BUSY DAYS IN BOSTON

Editor of "Boston Traveller." Free Legal Advice for the Poor.
Temperance Work. Campaign Manager for General Nathaniel P. Banks.
Urged for Consulship at Naples. His Work for the Widows and Orphans of
Soldiers.

Returning to Somerville, Mass., the long journey ended, he found the editorial chair of the "Boston Traveller" awaiting him. He plunged into work with his characteristic energy. The law, journalism, writing, lecturing, all claimed his attention. It is almost incredible how much he crowded into a day. Five o'clock in the morning found him at work, and midnight struck before he laid aside pen or book. Yet with all this rush of business, he did not forget those resolves he had made to lend a helping hand wherever he could to those needing it. And his own bitter experiences in the hard school of poverty taught him how sorely at times help is needed. He made his work for others as much a part of his daily life as his work for himself. It was an integral part of it. Watching him work, one could hardly have distinguished when he was occupied with his own affairs, when with those of the poor. He did not separate the two, label one "charity" and attend to it in spare moments. One was as important to him as the other. He kept his law office open at night for those who could not come during the day and gave counsel and legal advice free to the poor. Often of an evening he had as many as a half hundred of these clients, too poor to pay for legal aid, yet sadly needing help to right their wrongs. So desirous was he of reaching and assisting those suffering from injustice, yet without money to pay for the help they needed, that he inserted the following notice in the Boston papers:

"Any deserving poor person wishing legal advice or assistance will be given the same free of charge any evening except Sunday, at No. 10 Rialto Building, Devonshire Street. None of these cases will be taken into the courts for pay."

These cases he prepared as attentively and took into court with as eager determination to win, as those for which he received large fees. Of course such a proceeding laid him open to much envious criticism. Lawyers who had no such humanitarian view of life, no such earnest, sincere desire to lighten the load of poverty resting so heavily on the shoulders of many, said it was unprofessional, sensational, a "bid for popularity." Those whom he helped knew these insinuations to be untrue. His sympathy was too sincere, the assistance too gladly given. But misunderstood or not, he persevered. The wrongs of many an ignorant working man suffering through the greed of those over him, were righted. Those who robbed the poor under various guises were made to feel the hand of the law. And for none of these cases did he ever take a cent of pay.

Another class of clients who brought him much work but no profit were the widows and orphans of soldiers seeking aid to get pensions. To such he never turned a deaf ear, no matter the multitude of duties that pressed. He charged no fee, even when to win the case, he was compelled to go to Washington. Nor would he give it up, no matter what work it entailed until the final verdict was given. His partners say he never lost a pension case, nor ever made a cent by one.

An unwritten law in the office was that neither he nor his partners should ever accept a case if their client were in the wrong, or guilty. But this very fact made wrongdoers the more anxious to secure him, knowing it would create the impression at once that they were innocent.
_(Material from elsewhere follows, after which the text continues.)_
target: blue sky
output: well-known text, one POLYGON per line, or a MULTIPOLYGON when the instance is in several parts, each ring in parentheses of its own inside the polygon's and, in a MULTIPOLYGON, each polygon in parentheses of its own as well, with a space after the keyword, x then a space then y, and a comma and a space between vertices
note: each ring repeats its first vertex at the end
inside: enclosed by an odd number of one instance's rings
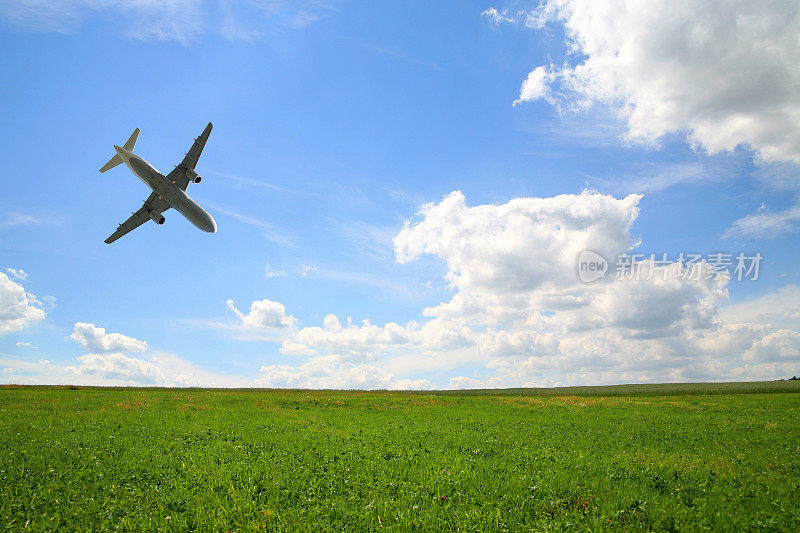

A story which went the rounds of legal circles in Boston and finally was published in the "Boston Sunday Times," shows how he was cleverly fooled by a pick-pocket The man charged with the crime came to Colonel Conwell to get him to take the case. So well did he play the part of injured innocence that Colonel Conwell was completely deceived and threw himself heart and soul into the work of clearing him. When the case came up for trial, the lawyer and client sat near together in the court room, and Colonel Conwell made such an earnest and forceful plea in behalf of the innocent young man and the harm already done him by having such a charge laid at his door that it was at once agreed the case should be dismissed, by the District Attorney's consent. So lawyer and client walked out of court together, happy and triumphant, to Colonel Conwell's office, where the pick-pocket paid Colonel Conwell his fee out of the lawyer's own pocketbook which he had deftly abstracted during the course of the trial.

The incident caused much amusement at the time, and it was a long while before Colonel Conwell heard the last of it.

Into work for temperance he went heart and soul, not only in speech but in deed. Though he never drank intoxicating liquor himself, he could never see a man under its baneful influence but that heart and hand went out to help him. Many a reeling drunkard he took to his Somerville home, nursed all night, and in the morning endeavored with all his eloquence to awaken in him a desire to live a different life. Deserted wives and children of drunkards came to him for aid, and many of the free law cases were for those wronged through the curse of drink.